Border Report last week reached out electronically to one of Vasquez’s press staff for comment about the allegations being disseminated by the state GOP but did not get a response.
NM’s 2nd District a hotspot for smuggling, migrant deaths
The reconfigured congressional district includes the deadly Sunland Park-Santa Teresa migrant-smuggling corridor. This is a place that U.S. Customs and Border Protection has identified as one of the nation’s hotspots for migrant smuggling.
The court docket in U.S. District Court for the District of New Mexico is routinely rife with cases involving migrant smuggling and transportation of unauthorized non-citizens for profit. Chases of vehicles that often result in crashes in El Paso originate with smugglers picking up migrants across the New Mexico state line.
Also, the Arizona-based humanitarian nonprofit No More Deaths in March published a detailed report documenting 400 migrant deaths in the U.S. Customs and Border Protection El Paso Sector – that includes all of New Mexico between 2012 and 2022.
Most of the deaths involve drownings in El Paso canals and fatalities in New Mexico resulting from falls from the border wall, Mount Cristo Rey in Sunland Park or the desert between the wall and the nearest highway.
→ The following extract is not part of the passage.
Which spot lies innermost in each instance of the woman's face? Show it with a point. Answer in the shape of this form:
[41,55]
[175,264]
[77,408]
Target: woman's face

Just last week, four migrants died of heat stroke west of the Sunland Park urban sprawl, according to CBP.
Herrell has called for more resources to federal agencies to stem the flow of illegal border crossings and combat the Mexican drug cartels that have taken over migrant smuggling.
Vasquez on Tuesday praised President Biden’s about-face on closing the border to asylum-seekers entering between ports of entry when certain triggers are met. He also called for his peers in Congress to pass immigration reform.
“This order takes an initial step to fix our longstanding broken immigration system and the challenges we face at our border,” Vasquez posted on one of his social media accounts. “But it doesn’t address the totality of our problems our immigration system faces. Now, more than ever, we need congressional action to tackle this humanitarian crisis.